体験や探究を重視した主体的な学習を行っている学校は成績がいい、という傾向が見えてきます。高校まで広げても、探究学習などに力を入れていて、大学受験で優秀な成績を残している、という例がいくつもある。ただ、そこで「トップ大学合格のために、体験学習重視の学校に子どもを入学させる」となってしまっては本末転倒ですが。

 私も面白い取り組みをしている学校は積極的に紹介するようにしています。たとえば京都市立堀川高校では、1999年から「探究科」を設置。高校1年生から、生徒が自ら課題を設定して探究する、いわば自由研究のような授業があり、生徒は定期的な発表を経ながら最終的には研究を論文としてまとめます。自分が探究したい課題のために、高1でも高3の数学を勉強する生徒もいる。指導には教員だけでなく、京都大学の大学院生がアシスタントとして入ったりもします。

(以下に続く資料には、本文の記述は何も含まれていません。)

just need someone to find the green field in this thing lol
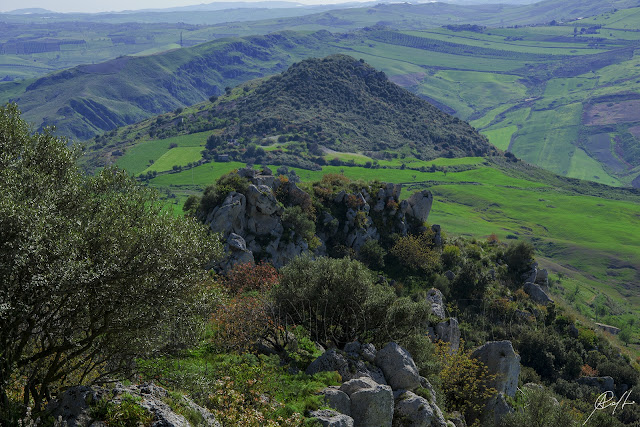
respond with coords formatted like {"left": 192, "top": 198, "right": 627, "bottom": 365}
{"left": 482, "top": 126, "right": 518, "bottom": 150}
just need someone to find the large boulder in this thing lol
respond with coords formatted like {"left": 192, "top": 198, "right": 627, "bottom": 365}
{"left": 309, "top": 409, "right": 354, "bottom": 427}
{"left": 307, "top": 349, "right": 386, "bottom": 385}
{"left": 435, "top": 318, "right": 461, "bottom": 352}
{"left": 471, "top": 341, "right": 520, "bottom": 397}
{"left": 340, "top": 377, "right": 393, "bottom": 427}
{"left": 393, "top": 390, "right": 447, "bottom": 427}
{"left": 246, "top": 184, "right": 281, "bottom": 216}
{"left": 407, "top": 190, "right": 433, "bottom": 223}
{"left": 523, "top": 282, "right": 553, "bottom": 305}
{"left": 321, "top": 387, "right": 352, "bottom": 417}
{"left": 206, "top": 191, "right": 246, "bottom": 236}
{"left": 375, "top": 342, "right": 421, "bottom": 391}
{"left": 426, "top": 288, "right": 446, "bottom": 320}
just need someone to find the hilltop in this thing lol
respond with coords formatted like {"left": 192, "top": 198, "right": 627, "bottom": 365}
{"left": 85, "top": 55, "right": 495, "bottom": 171}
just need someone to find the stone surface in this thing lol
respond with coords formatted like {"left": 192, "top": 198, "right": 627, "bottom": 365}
{"left": 448, "top": 411, "right": 467, "bottom": 427}
{"left": 595, "top": 323, "right": 621, "bottom": 335}
{"left": 435, "top": 318, "right": 461, "bottom": 352}
{"left": 375, "top": 342, "right": 421, "bottom": 391}
{"left": 321, "top": 387, "right": 352, "bottom": 416}
{"left": 341, "top": 378, "right": 393, "bottom": 427}
{"left": 309, "top": 409, "right": 354, "bottom": 427}
{"left": 486, "top": 392, "right": 513, "bottom": 426}
{"left": 48, "top": 384, "right": 220, "bottom": 427}
{"left": 393, "top": 390, "right": 447, "bottom": 427}
{"left": 407, "top": 190, "right": 433, "bottom": 223}
{"left": 307, "top": 349, "right": 387, "bottom": 385}
{"left": 426, "top": 288, "right": 446, "bottom": 320}
{"left": 523, "top": 282, "right": 554, "bottom": 305}
{"left": 471, "top": 341, "right": 520, "bottom": 397}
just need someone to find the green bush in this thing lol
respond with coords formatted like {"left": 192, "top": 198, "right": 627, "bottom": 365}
{"left": 499, "top": 386, "right": 576, "bottom": 427}
{"left": 357, "top": 239, "right": 387, "bottom": 270}
{"left": 90, "top": 394, "right": 153, "bottom": 427}
{"left": 197, "top": 172, "right": 250, "bottom": 217}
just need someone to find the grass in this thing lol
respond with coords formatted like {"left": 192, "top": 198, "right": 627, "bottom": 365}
{"left": 470, "top": 104, "right": 514, "bottom": 129}
{"left": 482, "top": 126, "right": 517, "bottom": 151}
{"left": 143, "top": 147, "right": 204, "bottom": 173}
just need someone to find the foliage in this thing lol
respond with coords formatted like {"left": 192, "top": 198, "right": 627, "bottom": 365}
{"left": 503, "top": 241, "right": 535, "bottom": 282}
{"left": 138, "top": 351, "right": 340, "bottom": 426}
{"left": 499, "top": 386, "right": 577, "bottom": 427}
{"left": 434, "top": 340, "right": 497, "bottom": 425}
{"left": 357, "top": 239, "right": 387, "bottom": 270}
{"left": 390, "top": 230, "right": 440, "bottom": 275}
{"left": 197, "top": 172, "right": 250, "bottom": 217}
{"left": 0, "top": 103, "right": 223, "bottom": 416}
{"left": 224, "top": 261, "right": 279, "bottom": 295}
{"left": 281, "top": 205, "right": 316, "bottom": 244}
{"left": 90, "top": 393, "right": 154, "bottom": 427}
{"left": 274, "top": 255, "right": 395, "bottom": 348}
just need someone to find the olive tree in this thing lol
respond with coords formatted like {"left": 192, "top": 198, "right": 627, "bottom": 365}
{"left": 0, "top": 104, "right": 222, "bottom": 414}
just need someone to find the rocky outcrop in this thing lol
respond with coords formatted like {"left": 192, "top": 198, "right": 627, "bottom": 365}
{"left": 471, "top": 341, "right": 520, "bottom": 397}
{"left": 435, "top": 318, "right": 461, "bottom": 352}
{"left": 426, "top": 288, "right": 446, "bottom": 320}
{"left": 47, "top": 383, "right": 220, "bottom": 427}
{"left": 523, "top": 282, "right": 553, "bottom": 305}
{"left": 340, "top": 377, "right": 394, "bottom": 427}
{"left": 312, "top": 342, "right": 448, "bottom": 427}
{"left": 306, "top": 348, "right": 387, "bottom": 385}
{"left": 394, "top": 390, "right": 447, "bottom": 427}
{"left": 595, "top": 323, "right": 621, "bottom": 335}
{"left": 375, "top": 342, "right": 422, "bottom": 391}
{"left": 203, "top": 166, "right": 432, "bottom": 270}
{"left": 310, "top": 409, "right": 355, "bottom": 427}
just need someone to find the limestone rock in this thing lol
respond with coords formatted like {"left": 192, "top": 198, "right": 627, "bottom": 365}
{"left": 435, "top": 318, "right": 461, "bottom": 352}
{"left": 523, "top": 282, "right": 553, "bottom": 305}
{"left": 535, "top": 268, "right": 549, "bottom": 286}
{"left": 375, "top": 342, "right": 421, "bottom": 391}
{"left": 471, "top": 341, "right": 520, "bottom": 397}
{"left": 341, "top": 377, "right": 393, "bottom": 427}
{"left": 307, "top": 349, "right": 386, "bottom": 385}
{"left": 393, "top": 390, "right": 447, "bottom": 427}
{"left": 522, "top": 262, "right": 538, "bottom": 284}
{"left": 407, "top": 190, "right": 433, "bottom": 223}
{"left": 426, "top": 288, "right": 446, "bottom": 320}
{"left": 310, "top": 409, "right": 354, "bottom": 427}
{"left": 448, "top": 411, "right": 467, "bottom": 427}
{"left": 321, "top": 387, "right": 352, "bottom": 416}
{"left": 486, "top": 392, "right": 513, "bottom": 426}
{"left": 206, "top": 191, "right": 246, "bottom": 236}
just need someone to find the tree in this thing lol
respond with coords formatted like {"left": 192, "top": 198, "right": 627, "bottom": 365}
{"left": 0, "top": 104, "right": 223, "bottom": 416}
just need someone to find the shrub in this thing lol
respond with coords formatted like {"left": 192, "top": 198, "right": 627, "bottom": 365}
{"left": 435, "top": 341, "right": 497, "bottom": 425}
{"left": 499, "top": 386, "right": 577, "bottom": 427}
{"left": 211, "top": 293, "right": 273, "bottom": 353}
{"left": 390, "top": 230, "right": 440, "bottom": 275}
{"left": 272, "top": 256, "right": 395, "bottom": 348}
{"left": 225, "top": 261, "right": 279, "bottom": 295}
{"left": 281, "top": 206, "right": 315, "bottom": 244}
{"left": 197, "top": 172, "right": 250, "bottom": 217}
{"left": 357, "top": 239, "right": 387, "bottom": 270}
{"left": 0, "top": 104, "right": 222, "bottom": 415}
{"left": 504, "top": 241, "right": 535, "bottom": 281}
{"left": 90, "top": 393, "right": 153, "bottom": 427}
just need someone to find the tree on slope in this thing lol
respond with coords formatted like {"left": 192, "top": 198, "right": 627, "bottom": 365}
{"left": 0, "top": 104, "right": 222, "bottom": 417}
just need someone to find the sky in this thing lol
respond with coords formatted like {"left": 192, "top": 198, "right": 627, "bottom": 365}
{"left": 1, "top": 0, "right": 366, "bottom": 14}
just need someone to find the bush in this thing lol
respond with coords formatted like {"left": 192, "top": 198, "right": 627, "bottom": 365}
{"left": 0, "top": 103, "right": 222, "bottom": 416}
{"left": 281, "top": 206, "right": 315, "bottom": 244}
{"left": 197, "top": 172, "right": 250, "bottom": 217}
{"left": 499, "top": 386, "right": 577, "bottom": 427}
{"left": 225, "top": 261, "right": 279, "bottom": 295}
{"left": 272, "top": 256, "right": 395, "bottom": 348}
{"left": 435, "top": 341, "right": 496, "bottom": 424}
{"left": 504, "top": 241, "right": 535, "bottom": 281}
{"left": 357, "top": 239, "right": 387, "bottom": 270}
{"left": 390, "top": 230, "right": 440, "bottom": 275}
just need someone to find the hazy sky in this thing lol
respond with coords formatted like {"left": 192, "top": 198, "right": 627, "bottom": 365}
{"left": 2, "top": 0, "right": 364, "bottom": 14}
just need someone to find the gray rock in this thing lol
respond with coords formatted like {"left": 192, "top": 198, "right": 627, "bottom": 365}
{"left": 375, "top": 342, "right": 421, "bottom": 391}
{"left": 310, "top": 409, "right": 354, "bottom": 427}
{"left": 407, "top": 190, "right": 433, "bottom": 223}
{"left": 522, "top": 262, "right": 538, "bottom": 284}
{"left": 577, "top": 376, "right": 615, "bottom": 393}
{"left": 394, "top": 390, "right": 447, "bottom": 427}
{"left": 448, "top": 411, "right": 466, "bottom": 427}
{"left": 486, "top": 392, "right": 513, "bottom": 426}
{"left": 444, "top": 270, "right": 455, "bottom": 281}
{"left": 471, "top": 341, "right": 520, "bottom": 397}
{"left": 321, "top": 387, "right": 352, "bottom": 416}
{"left": 307, "top": 349, "right": 386, "bottom": 385}
{"left": 228, "top": 233, "right": 247, "bottom": 252}
{"left": 595, "top": 323, "right": 621, "bottom": 335}
{"left": 344, "top": 341, "right": 362, "bottom": 356}
{"left": 246, "top": 184, "right": 280, "bottom": 216}
{"left": 47, "top": 386, "right": 103, "bottom": 427}
{"left": 435, "top": 318, "right": 461, "bottom": 352}
{"left": 361, "top": 343, "right": 377, "bottom": 363}
{"left": 432, "top": 224, "right": 442, "bottom": 247}
{"left": 206, "top": 191, "right": 246, "bottom": 236}
{"left": 523, "top": 282, "right": 554, "bottom": 304}
{"left": 426, "top": 288, "right": 446, "bottom": 320}
{"left": 535, "top": 268, "right": 549, "bottom": 286}
{"left": 341, "top": 378, "right": 393, "bottom": 427}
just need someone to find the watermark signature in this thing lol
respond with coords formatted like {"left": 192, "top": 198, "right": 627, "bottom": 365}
{"left": 584, "top": 389, "right": 635, "bottom": 425}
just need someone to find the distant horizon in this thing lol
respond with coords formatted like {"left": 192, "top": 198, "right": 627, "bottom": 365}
{"left": 0, "top": 0, "right": 377, "bottom": 14}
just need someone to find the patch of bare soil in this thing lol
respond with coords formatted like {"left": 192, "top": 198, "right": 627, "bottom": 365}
{"left": 583, "top": 99, "right": 640, "bottom": 126}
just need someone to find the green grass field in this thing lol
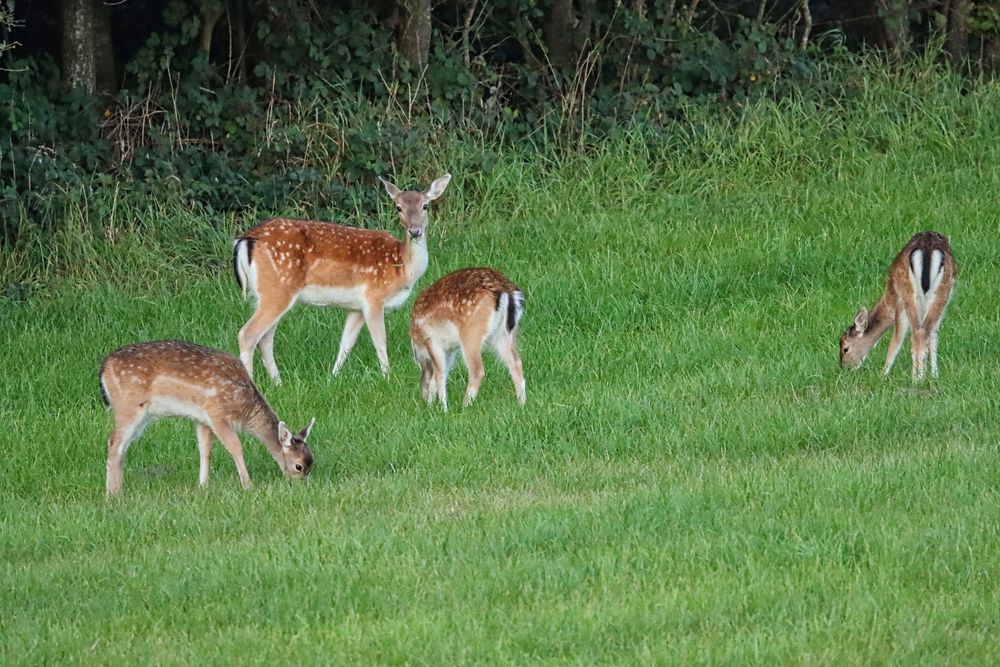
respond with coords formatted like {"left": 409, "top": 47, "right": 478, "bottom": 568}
{"left": 3, "top": 77, "right": 1000, "bottom": 664}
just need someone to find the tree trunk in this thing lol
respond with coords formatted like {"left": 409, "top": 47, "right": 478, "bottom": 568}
{"left": 984, "top": 2, "right": 1000, "bottom": 77}
{"left": 800, "top": 0, "right": 813, "bottom": 49}
{"left": 200, "top": 5, "right": 225, "bottom": 54}
{"left": 542, "top": 0, "right": 594, "bottom": 69}
{"left": 94, "top": 0, "right": 116, "bottom": 94}
{"left": 232, "top": 0, "right": 247, "bottom": 81}
{"left": 543, "top": 0, "right": 576, "bottom": 68}
{"left": 461, "top": 0, "right": 478, "bottom": 67}
{"left": 61, "top": 0, "right": 96, "bottom": 92}
{"left": 946, "top": 0, "right": 971, "bottom": 66}
{"left": 878, "top": 0, "right": 910, "bottom": 58}
{"left": 398, "top": 0, "right": 432, "bottom": 68}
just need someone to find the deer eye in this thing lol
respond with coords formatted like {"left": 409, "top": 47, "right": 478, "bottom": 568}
{"left": 842, "top": 346, "right": 849, "bottom": 353}
{"left": 396, "top": 205, "right": 402, "bottom": 212}
{"left": 422, "top": 204, "right": 428, "bottom": 210}
{"left": 294, "top": 464, "right": 303, "bottom": 472}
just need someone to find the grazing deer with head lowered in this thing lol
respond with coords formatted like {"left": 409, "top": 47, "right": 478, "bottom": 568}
{"left": 233, "top": 173, "right": 452, "bottom": 383}
{"left": 410, "top": 267, "right": 526, "bottom": 411}
{"left": 840, "top": 231, "right": 956, "bottom": 380}
{"left": 100, "top": 341, "right": 315, "bottom": 495}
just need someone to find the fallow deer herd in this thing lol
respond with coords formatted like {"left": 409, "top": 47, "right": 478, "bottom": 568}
{"left": 99, "top": 172, "right": 957, "bottom": 495}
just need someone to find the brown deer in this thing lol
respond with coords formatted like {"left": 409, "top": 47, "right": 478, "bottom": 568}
{"left": 233, "top": 174, "right": 452, "bottom": 383}
{"left": 100, "top": 341, "right": 315, "bottom": 495}
{"left": 410, "top": 267, "right": 526, "bottom": 411}
{"left": 840, "top": 231, "right": 957, "bottom": 380}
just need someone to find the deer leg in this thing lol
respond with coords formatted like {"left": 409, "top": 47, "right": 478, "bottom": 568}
{"left": 460, "top": 335, "right": 486, "bottom": 408}
{"left": 882, "top": 312, "right": 909, "bottom": 376}
{"left": 196, "top": 424, "right": 213, "bottom": 487}
{"left": 420, "top": 360, "right": 437, "bottom": 404}
{"left": 493, "top": 333, "right": 526, "bottom": 405}
{"left": 106, "top": 408, "right": 147, "bottom": 495}
{"left": 362, "top": 302, "right": 390, "bottom": 377}
{"left": 929, "top": 330, "right": 941, "bottom": 377}
{"left": 427, "top": 342, "right": 449, "bottom": 412}
{"left": 332, "top": 311, "right": 365, "bottom": 376}
{"left": 213, "top": 425, "right": 252, "bottom": 490}
{"left": 258, "top": 325, "right": 282, "bottom": 385}
{"left": 239, "top": 296, "right": 295, "bottom": 383}
{"left": 924, "top": 284, "right": 953, "bottom": 379}
{"left": 901, "top": 297, "right": 926, "bottom": 381}
{"left": 911, "top": 328, "right": 929, "bottom": 381}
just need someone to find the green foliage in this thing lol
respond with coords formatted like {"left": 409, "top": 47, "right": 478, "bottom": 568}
{"left": 0, "top": 1, "right": 990, "bottom": 294}
{"left": 970, "top": 4, "right": 1000, "bottom": 34}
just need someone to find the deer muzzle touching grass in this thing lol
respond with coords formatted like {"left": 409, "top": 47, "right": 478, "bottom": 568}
{"left": 410, "top": 267, "right": 526, "bottom": 411}
{"left": 100, "top": 341, "right": 315, "bottom": 495}
{"left": 232, "top": 173, "right": 451, "bottom": 384}
{"left": 839, "top": 231, "right": 956, "bottom": 381}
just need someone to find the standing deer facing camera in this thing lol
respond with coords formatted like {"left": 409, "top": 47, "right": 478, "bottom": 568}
{"left": 100, "top": 341, "right": 315, "bottom": 495}
{"left": 840, "top": 231, "right": 956, "bottom": 380}
{"left": 233, "top": 174, "right": 452, "bottom": 383}
{"left": 410, "top": 267, "right": 526, "bottom": 411}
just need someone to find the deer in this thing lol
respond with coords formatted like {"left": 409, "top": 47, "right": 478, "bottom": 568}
{"left": 232, "top": 173, "right": 452, "bottom": 384}
{"left": 410, "top": 267, "right": 526, "bottom": 411}
{"left": 839, "top": 231, "right": 957, "bottom": 380}
{"left": 100, "top": 340, "right": 315, "bottom": 495}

 ぜひメディアの方々には、こうした新たな「学力」養成に向けて実践に精を出している学校をもっと取り上げてほしいですね。積極的に地域ごとの興味深い学校を紹介し、シリーズ化して全国の注目校を取り上げていく。そうした企画が増えれば、私を含めた読者にとっても、ランキングの見方や、新たな「学力」のあり方を考えさせてくれる、絶好の契機になるはずだと思います。